Table meanings and purposes can be changed anytime: Simply modify the prompt descriptions for tables, and the AI will interpret and operate them accordingly — no code changes needed
Archival strategies are instantly adjustable: P2-P6 behaviors are entirely defined by prompts; modifying prompts changes archival rules, summary formats, and retrieval strategies
Zero technical barrier for migration: Users can edit prompts themselves to adapt to different scenarios (roleplay / coding assistant / game NPC) without programming skills
Naturally avoids technical debt: No complex parsers or state machines to maintain — the AI itself is the most flexible "parser"

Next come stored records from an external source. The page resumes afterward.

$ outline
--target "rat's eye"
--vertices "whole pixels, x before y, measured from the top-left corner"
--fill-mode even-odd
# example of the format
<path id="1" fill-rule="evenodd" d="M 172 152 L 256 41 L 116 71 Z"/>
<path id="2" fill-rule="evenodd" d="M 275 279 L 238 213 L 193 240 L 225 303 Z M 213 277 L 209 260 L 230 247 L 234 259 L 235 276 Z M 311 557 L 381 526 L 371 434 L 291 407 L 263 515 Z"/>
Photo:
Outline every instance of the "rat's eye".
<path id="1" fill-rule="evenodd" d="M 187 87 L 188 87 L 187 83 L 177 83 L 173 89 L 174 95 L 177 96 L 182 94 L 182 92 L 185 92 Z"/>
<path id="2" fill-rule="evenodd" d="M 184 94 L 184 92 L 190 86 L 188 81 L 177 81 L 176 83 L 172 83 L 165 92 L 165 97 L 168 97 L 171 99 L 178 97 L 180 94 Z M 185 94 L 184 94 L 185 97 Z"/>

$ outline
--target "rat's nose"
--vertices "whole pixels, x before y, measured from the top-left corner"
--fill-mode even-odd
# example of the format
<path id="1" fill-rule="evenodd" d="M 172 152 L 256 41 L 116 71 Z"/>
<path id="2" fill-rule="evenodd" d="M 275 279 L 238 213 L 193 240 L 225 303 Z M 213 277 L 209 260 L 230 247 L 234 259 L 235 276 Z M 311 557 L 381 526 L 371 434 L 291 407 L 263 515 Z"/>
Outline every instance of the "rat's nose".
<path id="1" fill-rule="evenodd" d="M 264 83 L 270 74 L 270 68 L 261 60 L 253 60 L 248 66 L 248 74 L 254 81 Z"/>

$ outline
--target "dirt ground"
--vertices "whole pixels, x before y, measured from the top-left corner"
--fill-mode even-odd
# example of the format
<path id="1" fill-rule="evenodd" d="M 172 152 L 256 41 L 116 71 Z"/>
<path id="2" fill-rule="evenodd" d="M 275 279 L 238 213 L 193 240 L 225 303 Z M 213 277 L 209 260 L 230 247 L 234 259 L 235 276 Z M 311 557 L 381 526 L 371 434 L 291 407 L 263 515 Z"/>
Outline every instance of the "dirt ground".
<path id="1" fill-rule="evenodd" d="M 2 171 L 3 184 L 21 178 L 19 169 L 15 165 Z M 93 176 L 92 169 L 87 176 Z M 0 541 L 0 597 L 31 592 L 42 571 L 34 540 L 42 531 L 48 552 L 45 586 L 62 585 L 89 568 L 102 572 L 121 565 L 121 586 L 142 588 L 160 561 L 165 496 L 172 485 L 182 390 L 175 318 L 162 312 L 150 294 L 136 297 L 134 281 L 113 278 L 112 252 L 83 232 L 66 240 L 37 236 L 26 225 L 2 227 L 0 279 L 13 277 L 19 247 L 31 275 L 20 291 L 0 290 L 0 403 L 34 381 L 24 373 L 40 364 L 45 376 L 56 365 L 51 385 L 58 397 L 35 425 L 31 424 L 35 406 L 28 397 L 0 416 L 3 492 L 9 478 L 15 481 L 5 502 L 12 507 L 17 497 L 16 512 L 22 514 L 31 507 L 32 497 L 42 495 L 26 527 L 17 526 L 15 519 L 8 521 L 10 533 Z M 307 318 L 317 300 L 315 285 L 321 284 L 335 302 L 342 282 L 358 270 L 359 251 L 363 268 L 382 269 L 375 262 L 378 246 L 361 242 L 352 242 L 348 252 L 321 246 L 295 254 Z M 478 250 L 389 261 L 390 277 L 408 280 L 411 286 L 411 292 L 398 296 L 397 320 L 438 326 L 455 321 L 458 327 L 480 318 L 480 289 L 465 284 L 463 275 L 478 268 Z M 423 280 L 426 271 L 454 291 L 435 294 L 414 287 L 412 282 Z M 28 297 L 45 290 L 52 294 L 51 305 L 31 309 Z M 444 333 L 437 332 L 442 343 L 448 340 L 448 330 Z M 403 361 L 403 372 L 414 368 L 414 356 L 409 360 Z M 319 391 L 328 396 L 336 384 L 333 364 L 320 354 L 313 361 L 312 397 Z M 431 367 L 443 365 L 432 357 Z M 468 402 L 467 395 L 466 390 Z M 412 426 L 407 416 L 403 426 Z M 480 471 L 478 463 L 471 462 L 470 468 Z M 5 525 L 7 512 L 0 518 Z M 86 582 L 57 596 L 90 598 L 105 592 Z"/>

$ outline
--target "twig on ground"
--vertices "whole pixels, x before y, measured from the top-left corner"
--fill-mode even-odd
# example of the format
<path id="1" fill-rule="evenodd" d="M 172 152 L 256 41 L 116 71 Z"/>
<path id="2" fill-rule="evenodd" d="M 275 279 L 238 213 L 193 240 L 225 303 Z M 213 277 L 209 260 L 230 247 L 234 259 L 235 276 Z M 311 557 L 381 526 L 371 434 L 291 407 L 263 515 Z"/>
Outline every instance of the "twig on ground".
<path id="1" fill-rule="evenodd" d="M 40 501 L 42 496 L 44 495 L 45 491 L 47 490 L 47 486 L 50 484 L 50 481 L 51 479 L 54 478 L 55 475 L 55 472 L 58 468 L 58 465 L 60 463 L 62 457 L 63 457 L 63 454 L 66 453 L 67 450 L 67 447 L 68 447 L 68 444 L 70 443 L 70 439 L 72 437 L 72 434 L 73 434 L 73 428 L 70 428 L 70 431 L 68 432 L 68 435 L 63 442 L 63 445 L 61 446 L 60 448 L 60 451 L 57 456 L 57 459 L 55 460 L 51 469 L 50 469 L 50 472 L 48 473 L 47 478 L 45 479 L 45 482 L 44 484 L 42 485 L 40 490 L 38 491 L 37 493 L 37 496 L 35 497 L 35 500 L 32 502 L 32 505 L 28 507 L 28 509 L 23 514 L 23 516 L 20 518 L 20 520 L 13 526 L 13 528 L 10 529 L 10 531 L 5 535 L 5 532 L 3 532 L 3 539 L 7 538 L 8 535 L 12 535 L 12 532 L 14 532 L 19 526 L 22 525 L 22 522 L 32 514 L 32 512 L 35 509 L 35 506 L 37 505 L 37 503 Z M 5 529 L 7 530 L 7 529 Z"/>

📊 Highly Customizable Memory Tables — Perfectly Solves the AI RP God's-Eye Problem

10 fully customizable structured tables, injected every turn as CSV. Table meanings and purposes are entirely defined by prompts — change the prompt descriptions and the same table system serves completely different scenarios:

Scenario	Example Table Usage
AI Roleplay	Space-time settings / Character status / Social relations / Quest progress / Inventory — AI only knows what's recorded in the tables, perfectly solving the god's-eye problem
Programming	Architecture decisions / Code conventions / Module dependencies / Bug tracking / TODO lists
Work Management	Project progress / Meeting notes / Contacts / To-do items / Knowledge accumulation
Gaming	Character attributes / Equipment list / Skill trees / World state / NPC relationships

Table contents are automatically maintained by the Chat AI via <tableEdit> tags — the AI autonomously decides when to update which data during conversation, with no manual intervention needed.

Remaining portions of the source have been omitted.